**Disclaimers:**
- All code was typed by me, not copied and pasted
- The code is from the book "Machine Learning with python cookbook" by Chris Albon (1 ed). 
- All comments are written in my own words, based on my previous knowledge and on the comments of the book. 
- My comments are usually short and concise, since the goal of this notebook is to implement the code, not to teach about the model

# 18. Naive Bayes
## 18.0 Introduction

- The Naive Bayes classifier will predict the class with the highest probability _a posteriori_.
- Assuming that the features of a dataset are independent, the full likelihood can be computed as the product of the likelihood for each feature (_Naive_ Assumption)
- We have to previously define the statistical distribution of the likelihood (usually Gaussian, Multinomial or Bernoulli).
- To classify a new observation, compute the probability a posteriori of each class with the likelihood and the _prior_ probability of each class.
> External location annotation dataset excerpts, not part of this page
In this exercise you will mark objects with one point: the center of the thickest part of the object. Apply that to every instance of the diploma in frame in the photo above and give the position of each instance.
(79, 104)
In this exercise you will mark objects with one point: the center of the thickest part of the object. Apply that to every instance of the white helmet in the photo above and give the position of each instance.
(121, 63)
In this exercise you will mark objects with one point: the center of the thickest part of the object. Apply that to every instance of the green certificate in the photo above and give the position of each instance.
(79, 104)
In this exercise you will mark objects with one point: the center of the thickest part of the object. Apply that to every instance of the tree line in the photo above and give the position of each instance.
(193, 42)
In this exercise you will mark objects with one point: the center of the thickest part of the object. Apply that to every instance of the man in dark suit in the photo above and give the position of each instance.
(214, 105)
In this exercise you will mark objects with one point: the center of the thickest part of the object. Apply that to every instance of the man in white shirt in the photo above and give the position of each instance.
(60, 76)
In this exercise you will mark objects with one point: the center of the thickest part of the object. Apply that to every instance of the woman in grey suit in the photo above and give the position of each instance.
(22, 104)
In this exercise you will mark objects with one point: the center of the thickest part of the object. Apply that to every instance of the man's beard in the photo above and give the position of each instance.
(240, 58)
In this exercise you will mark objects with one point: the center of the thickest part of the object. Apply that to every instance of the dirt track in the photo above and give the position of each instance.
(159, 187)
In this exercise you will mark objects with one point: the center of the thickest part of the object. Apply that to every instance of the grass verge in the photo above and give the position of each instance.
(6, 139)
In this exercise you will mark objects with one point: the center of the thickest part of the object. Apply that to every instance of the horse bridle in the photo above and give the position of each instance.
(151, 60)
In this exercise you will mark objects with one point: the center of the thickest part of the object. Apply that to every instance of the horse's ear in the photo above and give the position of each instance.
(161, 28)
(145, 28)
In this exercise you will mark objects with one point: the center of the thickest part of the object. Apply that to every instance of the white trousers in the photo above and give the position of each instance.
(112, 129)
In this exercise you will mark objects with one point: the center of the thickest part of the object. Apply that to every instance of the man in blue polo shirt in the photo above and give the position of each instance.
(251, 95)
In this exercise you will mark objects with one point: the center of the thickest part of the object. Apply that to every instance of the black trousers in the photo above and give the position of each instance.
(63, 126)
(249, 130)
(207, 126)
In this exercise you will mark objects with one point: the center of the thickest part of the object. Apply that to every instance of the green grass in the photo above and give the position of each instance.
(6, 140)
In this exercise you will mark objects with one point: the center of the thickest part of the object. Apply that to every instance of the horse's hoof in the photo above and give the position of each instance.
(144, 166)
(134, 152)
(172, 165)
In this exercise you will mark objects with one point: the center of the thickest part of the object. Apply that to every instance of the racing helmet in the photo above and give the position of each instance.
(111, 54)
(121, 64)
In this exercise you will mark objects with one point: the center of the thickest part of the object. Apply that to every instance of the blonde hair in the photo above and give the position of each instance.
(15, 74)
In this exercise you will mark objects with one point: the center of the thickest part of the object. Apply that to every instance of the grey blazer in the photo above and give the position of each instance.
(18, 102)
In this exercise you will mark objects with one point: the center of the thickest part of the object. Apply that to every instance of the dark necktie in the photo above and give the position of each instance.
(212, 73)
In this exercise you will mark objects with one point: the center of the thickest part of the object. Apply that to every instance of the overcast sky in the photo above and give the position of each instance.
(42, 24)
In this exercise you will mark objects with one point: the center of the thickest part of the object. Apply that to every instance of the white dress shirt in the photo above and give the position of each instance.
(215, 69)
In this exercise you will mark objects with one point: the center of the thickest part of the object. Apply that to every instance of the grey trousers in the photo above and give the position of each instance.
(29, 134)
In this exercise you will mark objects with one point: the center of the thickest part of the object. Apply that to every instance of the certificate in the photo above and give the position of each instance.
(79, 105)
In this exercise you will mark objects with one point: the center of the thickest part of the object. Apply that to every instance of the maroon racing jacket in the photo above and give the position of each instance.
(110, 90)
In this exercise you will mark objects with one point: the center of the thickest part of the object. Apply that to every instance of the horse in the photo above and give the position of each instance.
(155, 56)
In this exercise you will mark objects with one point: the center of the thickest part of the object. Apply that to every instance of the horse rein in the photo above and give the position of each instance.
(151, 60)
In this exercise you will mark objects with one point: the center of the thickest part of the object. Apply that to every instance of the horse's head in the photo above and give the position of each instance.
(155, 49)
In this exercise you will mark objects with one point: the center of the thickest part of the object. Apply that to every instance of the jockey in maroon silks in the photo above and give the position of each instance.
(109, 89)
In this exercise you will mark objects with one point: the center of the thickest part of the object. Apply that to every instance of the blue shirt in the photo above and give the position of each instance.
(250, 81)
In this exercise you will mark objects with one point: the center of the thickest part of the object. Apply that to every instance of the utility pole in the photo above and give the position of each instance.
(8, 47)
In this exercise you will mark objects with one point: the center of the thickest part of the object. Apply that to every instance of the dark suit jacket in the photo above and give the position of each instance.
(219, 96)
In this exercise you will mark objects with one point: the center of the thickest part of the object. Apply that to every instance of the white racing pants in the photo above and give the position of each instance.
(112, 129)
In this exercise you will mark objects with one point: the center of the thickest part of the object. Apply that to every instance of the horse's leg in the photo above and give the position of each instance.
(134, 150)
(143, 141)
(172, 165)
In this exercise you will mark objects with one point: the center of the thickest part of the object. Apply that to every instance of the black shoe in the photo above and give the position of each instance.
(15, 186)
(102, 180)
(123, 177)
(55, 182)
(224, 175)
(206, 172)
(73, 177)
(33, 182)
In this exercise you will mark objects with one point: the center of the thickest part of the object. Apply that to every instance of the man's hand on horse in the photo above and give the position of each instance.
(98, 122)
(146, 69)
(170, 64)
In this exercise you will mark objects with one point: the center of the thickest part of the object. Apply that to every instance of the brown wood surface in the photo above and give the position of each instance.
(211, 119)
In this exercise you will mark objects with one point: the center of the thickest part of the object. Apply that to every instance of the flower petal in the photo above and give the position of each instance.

The clas with the highest posterior probability is the prediction of the model



## 18.1 Training a Classifier for Continuous Features
**Problem**
- Train a Naive Bayes Classifier with a dataset that has continuous features only
**Solution:**
- Gaussian Naive Bayes

In [2]:
from sklearn import datasets
from sklearn.naive_bayes import GaussianNB

iris = datasets.load_iris()
features = iris.data
target = iris.target

classifier = GaussianNB()

model = classifier.fit(features, target)

In [3]:
new_observation = [[4, 4, 4, 0.4]]

model.predict(new_observation)

array([1])

**Discussion:**
- In the previous case, the priors for each class were adjusted with the dataset (frequentist approach). 
- We can define prior probabilities for each class, as bellow:
- NOTE: This is approach could be more _bayesian_ if we did some Bayesian Modelling hehe. (See the pymc libary and this pydata talk, as an introduction)
- https://www.youtube.com/watch?v=911d4A1U0BE

In [5]:
clf = GaussianNB(priors=[0.25, 0.25, 0.5])
model = clf.fit(features, target)
model.predict(new_observation)

array([1])

**Discussion:**
- The posterior probabilities are not useful! They should not be interpreted as the probability for each class

## 18.2 Training a Classifier for Discrete and Count Features
**Problem:**
- Given discrete or count data, train a Naive Bayes Classifier

**Solution:**
- The dreaded but amazing Multinomial distribution
- See this video for an intro to the Multinomial: 
- https://www.youtube.com/watch?v=Dkc_hcVWDpA
- Yes, I do feel very _statistical_ by knowing a bit about the Multinomial Distribution xD

In [6]:
import numpy as np
from sklearn.naive_bayes import MultinomialNB
from sklearn.feature_extraction.text import CountVectorizer

text_data = np.array(['I love Brazil. Brazil!',
                      'Brazil is best',
                      'Germany beats both'])

**Comment:**
- Hahahahah this is actually the example from the book. See page 333.
- I'm pretty sure he's referencing to the World Cup and the 7x1 
- It is crazy to find a reference of this in a ML book.


In [9]:
# Create bag of words - Bilbo would be proud
count = CountVectorizer()
bag_of_words = count.fit_transform(text_data)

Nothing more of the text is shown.